Jagger’s chief contribution to Vinyl might be his spawn: Son James Jagger is the lead singer of the Nasty Bits, who appear in Vinyl as a cross between the Sex Pistols and the Dead Boys. (James’s character Kip Stevens shoots heroin like Sid Vicious, but he carries himself generally with more of the ironic self-mythologizing of dear old Stiv Bators.)
HBO made five of the show’s 10 episodes available for review, and Olivia Wilde has the two best scenes in them. The first occurs when we see a bit of her past as a former Andy Warhol Factory habitué — a model who’s been filmed by Warhol and was the subject of one of his mechanically produced silkscreens. When she goes to see Warhol after a number of years, her mixture of pride and shame at what she’s going to him for (I won’t spoil it) is registered in subtle ways on Wilde’s face.
The other scene is the opposite in terms of subtlety. Richie asks Devon to go with him to a nighttime meeting/party with one of his label clients, the Sly Stone-ish Hannibal (Daniel J. Watts), to persuade him to re-sign his contract. As Devon notes, she’s being used as “bait,” and rather than resist, she decides to use her sexual power to entice both Hannibal and her husband, in an erotic scene made witty by the way Wilde communicates exactly how much she knows what she’s doing, driving both men a little crazy. Wilde has said she wanted reassurances from Scorsese that Devon wouldn’t be a mere wife prop in the series, and a scene like this — easily as potent as anything in Vinyl — proves the director made good on their agreement.
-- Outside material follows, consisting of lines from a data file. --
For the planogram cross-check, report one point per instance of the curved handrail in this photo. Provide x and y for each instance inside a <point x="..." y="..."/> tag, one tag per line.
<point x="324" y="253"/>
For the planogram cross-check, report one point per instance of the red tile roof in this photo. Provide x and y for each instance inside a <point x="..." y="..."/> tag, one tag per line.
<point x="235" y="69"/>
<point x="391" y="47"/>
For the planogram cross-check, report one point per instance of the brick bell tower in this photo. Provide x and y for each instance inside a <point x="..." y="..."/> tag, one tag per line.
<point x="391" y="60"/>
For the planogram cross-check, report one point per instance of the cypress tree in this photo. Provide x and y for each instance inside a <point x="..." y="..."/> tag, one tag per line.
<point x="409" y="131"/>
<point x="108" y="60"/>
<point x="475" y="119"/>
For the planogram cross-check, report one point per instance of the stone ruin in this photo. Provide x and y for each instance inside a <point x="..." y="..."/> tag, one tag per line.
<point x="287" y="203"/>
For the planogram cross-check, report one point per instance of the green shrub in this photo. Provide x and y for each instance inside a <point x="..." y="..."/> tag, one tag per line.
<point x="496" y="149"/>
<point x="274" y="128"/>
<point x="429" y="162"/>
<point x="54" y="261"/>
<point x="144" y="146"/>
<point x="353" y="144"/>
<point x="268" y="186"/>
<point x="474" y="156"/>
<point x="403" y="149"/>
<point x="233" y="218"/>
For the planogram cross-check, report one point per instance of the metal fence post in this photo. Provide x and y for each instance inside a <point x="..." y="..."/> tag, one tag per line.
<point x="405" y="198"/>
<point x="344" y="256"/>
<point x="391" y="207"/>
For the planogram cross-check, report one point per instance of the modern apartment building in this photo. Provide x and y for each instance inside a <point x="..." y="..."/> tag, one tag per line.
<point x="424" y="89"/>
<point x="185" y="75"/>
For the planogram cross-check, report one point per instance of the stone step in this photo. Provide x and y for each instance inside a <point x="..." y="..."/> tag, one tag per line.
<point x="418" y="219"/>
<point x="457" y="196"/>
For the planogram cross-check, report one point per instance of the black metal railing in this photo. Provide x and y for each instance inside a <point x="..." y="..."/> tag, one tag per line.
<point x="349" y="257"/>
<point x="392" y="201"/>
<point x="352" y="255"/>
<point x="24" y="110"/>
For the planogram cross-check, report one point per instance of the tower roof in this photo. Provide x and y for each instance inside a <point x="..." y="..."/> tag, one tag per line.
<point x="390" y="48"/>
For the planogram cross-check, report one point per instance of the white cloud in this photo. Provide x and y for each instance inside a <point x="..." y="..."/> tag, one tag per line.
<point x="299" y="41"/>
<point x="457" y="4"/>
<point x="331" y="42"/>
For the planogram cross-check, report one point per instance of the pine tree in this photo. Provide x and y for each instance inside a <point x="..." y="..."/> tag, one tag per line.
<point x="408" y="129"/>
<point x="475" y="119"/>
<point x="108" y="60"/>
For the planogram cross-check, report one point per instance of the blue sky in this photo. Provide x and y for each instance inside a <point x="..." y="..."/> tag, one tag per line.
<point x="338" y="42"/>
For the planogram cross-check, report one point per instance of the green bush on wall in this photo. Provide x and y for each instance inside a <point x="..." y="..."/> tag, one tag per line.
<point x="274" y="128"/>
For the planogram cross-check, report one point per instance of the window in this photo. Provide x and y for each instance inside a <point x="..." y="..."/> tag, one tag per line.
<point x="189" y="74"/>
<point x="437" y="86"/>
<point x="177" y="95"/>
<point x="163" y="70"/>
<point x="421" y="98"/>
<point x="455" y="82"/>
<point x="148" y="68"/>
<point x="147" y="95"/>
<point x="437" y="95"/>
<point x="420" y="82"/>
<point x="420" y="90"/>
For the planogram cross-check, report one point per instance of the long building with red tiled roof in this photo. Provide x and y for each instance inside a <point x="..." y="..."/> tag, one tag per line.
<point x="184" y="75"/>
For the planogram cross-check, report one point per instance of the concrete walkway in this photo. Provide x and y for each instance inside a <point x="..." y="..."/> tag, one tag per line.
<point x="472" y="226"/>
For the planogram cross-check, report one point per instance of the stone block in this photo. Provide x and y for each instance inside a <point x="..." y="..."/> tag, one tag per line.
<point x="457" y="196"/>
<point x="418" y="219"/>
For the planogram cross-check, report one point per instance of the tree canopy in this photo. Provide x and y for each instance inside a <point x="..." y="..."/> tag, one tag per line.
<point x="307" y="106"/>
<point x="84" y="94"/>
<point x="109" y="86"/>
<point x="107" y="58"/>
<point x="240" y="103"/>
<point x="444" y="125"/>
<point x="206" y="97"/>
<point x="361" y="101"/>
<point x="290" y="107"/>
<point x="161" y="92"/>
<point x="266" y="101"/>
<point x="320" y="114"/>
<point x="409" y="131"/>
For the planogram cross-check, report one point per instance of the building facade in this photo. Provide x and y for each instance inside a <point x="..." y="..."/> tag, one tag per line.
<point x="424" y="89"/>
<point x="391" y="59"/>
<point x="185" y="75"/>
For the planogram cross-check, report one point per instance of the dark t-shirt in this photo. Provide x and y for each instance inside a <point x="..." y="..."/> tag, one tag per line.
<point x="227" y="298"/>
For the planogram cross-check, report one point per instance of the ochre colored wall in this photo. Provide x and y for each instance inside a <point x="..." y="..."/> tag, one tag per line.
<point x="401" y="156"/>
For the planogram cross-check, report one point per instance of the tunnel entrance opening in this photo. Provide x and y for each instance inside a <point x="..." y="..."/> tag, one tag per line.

Much of Vinyl, I suspect, is going to leave viewers younger than Scorsese and company scratching their heads, if only because the era portrayed was almost wholly without the kind of reflexive irony, or the so-bad-it’s-good aesthetic, that has come to dominate pop culture in the post-American Idol era. Bred into the show’s DNA is the notion that R&B and rock are the Real Thing, the ultimate Truth of popular music — an attitude that until recently was termed “rockist” and now can just seem limiting and foolish.
Scorsese and Winter and a whole host of talented episode writers and directors including Jonathan Tropper (Banshee), S. J. Clarkson, Debora Cahn, and Adam Rapp labor mightily to bend you to the will of Richie Finestra — to see and hear the music the way he does, as full of endless innovation and possibility — but too often, Vinyl traps you in a familiar cycle of sex and drugs and rock & roll.
Vinyl premieres Sunday, Feb. 14, at 9 p.m. on HBO.